Andrew Berry, who taught at Ross High School, in Tranent, is part of a six-strong team attempting to row 3000 miles across the Atlantic Ocean.

The former soldier, 42, from Edinburgh, left Gran Canaria last week and is due to land in Barbados in February.

But the crew is being hampered in their search for glory by weather conditions, seasickness and the giant sea creatures.

Crew members are repeatedly being forced to stop rowing to throw the wriggly, tentacle sporting cephalopod back into the sea.

Freak waves keep washing them on board their small craft, the Titan – hampering the arduous record breaking attempt.

Andrew and his crew are looking to complete the marathon journey in less than 30 days, beating the current world record by two days.

To do so they need to eat a whopping 6500 calories each a day to keep their energy levels up. Men need 2500 calories a day normally on average. Each rower is expecting to lose three stone each as a result of the tough crossing.

Event organiser Gemma Campbell has been keeping up-to-date with the crew as they inch their way to Barbados at their muscle wasting 90-miles-a-day rate.

She said: “The team is currently on record-setting pace and should hopefully be landing in Barbados in the middle of February.

“But, it’s not all been plain sailing, as most of the guys have suffered from seasickness, with Andrew being 
particularly affected.

“But I think the biggest problem they have just now is that squid are being thrown into the boat by huge waves.

“They’re not that dangerous, but it’s an effort to get them back into the sea.

“We are all hopeful they can do it, and as the food begins to go down the boat will get lighter, meaning they should go faster in the second half.”

Apart from the personal glory, ex-Para Andrew’s efforts are also raising cash for the Help for Heroes charity.

Speaking before leaving, he said: “For training, I have done a lot on the rowing machine, but nothing major. You can’t prepare for something like this. The physical aspect is there for all to see, but more than anything, it’s mental.

“The harder it is, the more enjoyment you get out of it. If it’s worth going for, you want to really be put through the grinder to earn it.

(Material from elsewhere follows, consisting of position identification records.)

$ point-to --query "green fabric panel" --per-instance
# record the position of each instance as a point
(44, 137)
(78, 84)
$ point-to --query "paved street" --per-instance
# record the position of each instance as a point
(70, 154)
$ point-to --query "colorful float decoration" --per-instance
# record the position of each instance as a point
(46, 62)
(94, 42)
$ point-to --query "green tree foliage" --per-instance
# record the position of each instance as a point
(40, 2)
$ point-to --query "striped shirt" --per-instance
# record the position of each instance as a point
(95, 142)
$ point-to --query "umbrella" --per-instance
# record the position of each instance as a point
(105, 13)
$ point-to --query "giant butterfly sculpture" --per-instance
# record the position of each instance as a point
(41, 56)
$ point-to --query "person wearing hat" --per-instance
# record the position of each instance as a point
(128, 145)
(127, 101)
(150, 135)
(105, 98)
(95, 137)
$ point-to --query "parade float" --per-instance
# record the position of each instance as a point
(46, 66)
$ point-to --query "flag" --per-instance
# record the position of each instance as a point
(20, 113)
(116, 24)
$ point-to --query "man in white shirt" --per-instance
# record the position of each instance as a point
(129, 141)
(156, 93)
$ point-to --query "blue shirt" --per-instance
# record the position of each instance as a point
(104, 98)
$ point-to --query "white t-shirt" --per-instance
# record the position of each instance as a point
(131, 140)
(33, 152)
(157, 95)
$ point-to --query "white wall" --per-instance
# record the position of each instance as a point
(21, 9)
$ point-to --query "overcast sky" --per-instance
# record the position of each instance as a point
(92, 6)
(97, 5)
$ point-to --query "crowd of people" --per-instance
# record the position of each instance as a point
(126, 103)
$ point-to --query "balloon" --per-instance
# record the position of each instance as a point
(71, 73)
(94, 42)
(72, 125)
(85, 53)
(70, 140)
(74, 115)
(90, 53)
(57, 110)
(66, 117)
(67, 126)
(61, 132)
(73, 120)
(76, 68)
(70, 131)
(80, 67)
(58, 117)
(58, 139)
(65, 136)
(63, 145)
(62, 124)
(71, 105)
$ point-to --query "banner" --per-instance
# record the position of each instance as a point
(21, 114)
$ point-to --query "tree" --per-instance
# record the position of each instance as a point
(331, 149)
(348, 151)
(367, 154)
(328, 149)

It’s about having to work for something.”

To achieve the remarkable feat, Andrew’s team must work in small groups to row 24 hours a day, seven days a week, sleeping for just an hour or two at times throughout the day.

Titan is only 30 feet long and six feet wide, and described as “the lightest and most advanced ocean rowing boat ever built”.

Sailing to victory

La Mondiale originally set the Atlantic east-to-west speed record in 1992, of 35 days, eight hours and 30 minutes.

This record was held until Leven Brown took La Mondiale out again in 2008 and set a new record of 33 days, seven hours and 30 minutes.

Two boats went after the record head-to-head in 2011. Hallin Marine snatched the record on February 7, 2011 with a time of 31 days, 23 hours and 31 minutes and an average speed of 3.342 knots from Tenerife to the West Indies.

The world record for the fastest crossing of the Atlantic from Morocco to the West Indies was also set in 2011 by a six-man crew aboard Sara G, with a crossing time of 33 days, 21 hours and 46 minutes.